Por: Emilio Zevallos 13 julio, 2012

Para las personas involucradas con los estudios de la mujer, el concepto del “techo de cristal” no les es ajeno. Se tiende a denominar así a una superficie superior e invisible en la carrera laboral de las mujeres, difícil de traspasar, y que les impide seguir avanzando profesionalmente. Su carácter de invisibilidad viene dado en la medida que no existen leyes ni dispositivos sociales establecidos ni códigos visibles que impongan esa limitación a las mujeres, sino que está construido sobre otros aspectos –por ejemplo, de las relaciones sociales difíciles de detectar (el documento original se denomina “Breaking the glass ceiling: Women in management” de Linda Wirth)-.

Hace algún tiempo compartíamos con ustedes una reflexión respecto de porque muchos empresarios no pasaban a niveles superiores de desarrollo y se quedaban en una situación de subsistencia, o al menos de estancamiento. En ese momento, las limitaciones del entorno, la burocracia, temas de competencia desleal, las relaciones asimétricas con las grandes empresas, etc., eran las variables que nos ayudaban a entender esa ausencia de impulso competitivo.

Sin embargo, en muchos países esas barreras han ido cayendo, mejorando el acceso al financiamiento, reduciendo el valor y tiempo de los trámites, etc., y aun así, muchas empresas siguen estancadas o en condiciones de subsistencia.

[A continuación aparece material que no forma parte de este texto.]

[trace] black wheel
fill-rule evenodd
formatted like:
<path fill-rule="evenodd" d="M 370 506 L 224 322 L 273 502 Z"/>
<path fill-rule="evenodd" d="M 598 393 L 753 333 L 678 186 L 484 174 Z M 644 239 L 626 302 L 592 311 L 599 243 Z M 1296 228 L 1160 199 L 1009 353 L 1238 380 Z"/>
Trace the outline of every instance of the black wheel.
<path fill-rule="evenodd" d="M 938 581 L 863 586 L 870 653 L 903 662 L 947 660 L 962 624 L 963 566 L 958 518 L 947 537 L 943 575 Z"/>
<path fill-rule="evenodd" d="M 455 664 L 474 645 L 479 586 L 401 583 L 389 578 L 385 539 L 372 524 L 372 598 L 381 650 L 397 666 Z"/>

En ese sentido, tratemos de superar el enfoque asociado al entorno y empecemos a analizar al empresario.

¿Qué elementos asociados a sus propietarios, sus competencias y conocimientos son las que los limitan a dar el paso a nuevos niveles de desarrollo? ¿Es que acaso las metas de nuestros empresarios son tan pequeñas que alcanzarlas no los motiva a ponerse nuevas y más complejas? ¿Es un rasgo conformista de nuestras sociedades?

Por supuesto, existen empresarios que todos los días buscan superar sus propias barreras, innovar y aprender permanentemente como parte de su propia estrategia de desarrollo, pero lamentablemente no son la mayoría (y eso es lo que buscamos, que los innovadores sean la mayoría). Aunque no contamos con una respuesta contundente ante esta interrogante, si hemos tenido la oportunidad de conversar con muchos empresarios (de ambos tipos) y encontramos marcadas diferencias desde la formación, la experiencia, hasta lo que hemos llamado la “intención empresarial”. Y en efecto, algunos tienen un techo bajo, es decir, sus metas son cortas y estáticas mientras que otros van cambiando las metas conforme se acercan a ellas. En efecto, existen problemas de información (muchos no sabe que existen oportunidades de mejora para ellos y sus negocios, justamente por tener solo la vista puesta en su negocio), pero quizás existe una competencia central que diferencia unos de otros empresarios: la visión de 360o sumada a la habilidad de traducir la información que observa del entorno en acciones para su negocio, es decir, lo que se denomina la “capacidad de absorción”. El contar con esa capacidad de absorber lo bueno que vemos del entorno y desechar lo inútil es probablemente un elemento central para romper nuestro propio “techo de cristal” empresarial. Pero sobre todo, el deseo de hacerlo.